Now Senator Bob Casey (D-PA) is asking the Obama administration to strongarm the judge.
Sen. Casey wrote a letter asking U.S. Attorney General Loretta Lynch and the Obama White House to "issue guidance for courts across the country" in the matter. Casey hopes to set a national precedent for homosexuals, "so that gay couples who have previously entered into adoptions can annul them in order to receive marriage licenses."
Judge O'Toole noted in his ruling that the primary purpose of Esposito adopting Bosee was for money, to reduce the Pennsylvania inheritance tax payable upon the death of one of the men from 15% to 4%, "as the two men would now be in a parent-child relationship instead of a third party relationship."
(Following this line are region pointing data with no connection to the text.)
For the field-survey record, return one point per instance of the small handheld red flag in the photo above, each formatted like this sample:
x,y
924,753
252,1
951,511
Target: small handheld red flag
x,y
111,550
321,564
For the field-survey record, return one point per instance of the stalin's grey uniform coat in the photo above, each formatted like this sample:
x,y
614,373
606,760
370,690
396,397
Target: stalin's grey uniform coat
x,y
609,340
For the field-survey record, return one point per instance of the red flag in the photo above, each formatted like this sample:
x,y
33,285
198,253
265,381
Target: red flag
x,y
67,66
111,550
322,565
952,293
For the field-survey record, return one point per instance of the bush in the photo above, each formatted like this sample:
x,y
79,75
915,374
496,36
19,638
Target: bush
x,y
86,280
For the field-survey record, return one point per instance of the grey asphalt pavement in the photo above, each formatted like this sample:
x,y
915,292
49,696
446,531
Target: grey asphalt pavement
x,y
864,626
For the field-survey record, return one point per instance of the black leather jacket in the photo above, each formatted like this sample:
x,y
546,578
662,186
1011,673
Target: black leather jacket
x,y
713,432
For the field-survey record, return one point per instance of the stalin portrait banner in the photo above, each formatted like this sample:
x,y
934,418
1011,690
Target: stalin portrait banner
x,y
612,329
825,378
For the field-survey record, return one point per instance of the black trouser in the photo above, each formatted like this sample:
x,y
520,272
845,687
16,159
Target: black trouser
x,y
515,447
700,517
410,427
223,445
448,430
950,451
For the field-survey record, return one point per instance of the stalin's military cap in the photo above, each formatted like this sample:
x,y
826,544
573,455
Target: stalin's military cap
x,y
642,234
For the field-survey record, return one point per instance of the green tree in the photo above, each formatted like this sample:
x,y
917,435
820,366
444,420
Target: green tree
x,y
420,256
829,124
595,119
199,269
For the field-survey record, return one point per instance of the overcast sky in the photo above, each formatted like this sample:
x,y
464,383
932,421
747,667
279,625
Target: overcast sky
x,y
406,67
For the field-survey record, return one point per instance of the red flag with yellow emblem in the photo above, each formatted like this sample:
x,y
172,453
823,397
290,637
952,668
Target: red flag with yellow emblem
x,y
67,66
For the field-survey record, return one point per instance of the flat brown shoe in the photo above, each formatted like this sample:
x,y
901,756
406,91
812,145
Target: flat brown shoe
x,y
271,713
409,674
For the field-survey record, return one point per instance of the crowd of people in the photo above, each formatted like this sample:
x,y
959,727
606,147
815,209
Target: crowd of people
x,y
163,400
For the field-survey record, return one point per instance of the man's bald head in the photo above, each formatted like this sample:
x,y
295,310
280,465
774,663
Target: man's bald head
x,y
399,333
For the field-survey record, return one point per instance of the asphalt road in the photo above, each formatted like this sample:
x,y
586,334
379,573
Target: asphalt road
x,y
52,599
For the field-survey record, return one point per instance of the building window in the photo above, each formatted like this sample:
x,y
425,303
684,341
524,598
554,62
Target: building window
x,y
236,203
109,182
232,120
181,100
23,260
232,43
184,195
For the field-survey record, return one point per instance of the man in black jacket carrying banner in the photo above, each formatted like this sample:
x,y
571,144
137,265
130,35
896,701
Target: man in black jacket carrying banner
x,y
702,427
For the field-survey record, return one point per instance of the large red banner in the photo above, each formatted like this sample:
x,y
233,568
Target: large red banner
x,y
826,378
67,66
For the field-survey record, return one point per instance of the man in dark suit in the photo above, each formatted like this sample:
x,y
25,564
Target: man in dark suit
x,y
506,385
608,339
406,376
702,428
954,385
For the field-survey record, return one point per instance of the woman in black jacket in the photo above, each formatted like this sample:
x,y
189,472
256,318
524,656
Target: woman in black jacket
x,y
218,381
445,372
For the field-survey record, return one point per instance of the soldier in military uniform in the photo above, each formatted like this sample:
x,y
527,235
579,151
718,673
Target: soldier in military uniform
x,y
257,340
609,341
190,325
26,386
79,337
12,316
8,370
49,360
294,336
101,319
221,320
Sen. Casey even told the president how to legalize the dissolving of gay adoptions. His letter said the administration's "guidance" could be based on decisions other judges have made that allow the dissolution of adoptions, and Casey noted a Bucks County judge who annulled a homosexual couple's adoption.
Gay activists showered praise on Casey. "I love Senator Casey for taking a position," LGBTQ lawyer Helen Casale said.
"The ACLU is hopeful that the Superior Court will apply established legal principles to allow annulment of adoptions by same-sex couples who that [sic] they can finally partake of their constitutional right to marry," Witold Walczak, the legal director ofACLU Pennsylvania, said.
Because adoption law is a state prerogative, the White House "may have to be creative and devise a [response] that's respectful of a court's prerogatives," Casey said.
The attorney general may file a "statement of interest," or the Obama administration may file a "friend of the court" brief. Either action would pressure judges by pointing out alleged constitutional protections at stake if homosexuals are not allowed to dissolve adoptions and lay out legal reasoning for dissolving gay adoptions.
The Obama administration has been taking the previously rare move of filing White House opinions in several cases, in an effort to "put the federal government on the record in cases that are at the forefront of civil rights law."
Bosee's and Esposito's case is on appeal before Pennsylvania's Superior Court.
Casey came out in 2013, publicly supporting same-sex "marriage." "It's the right thing to do," he said.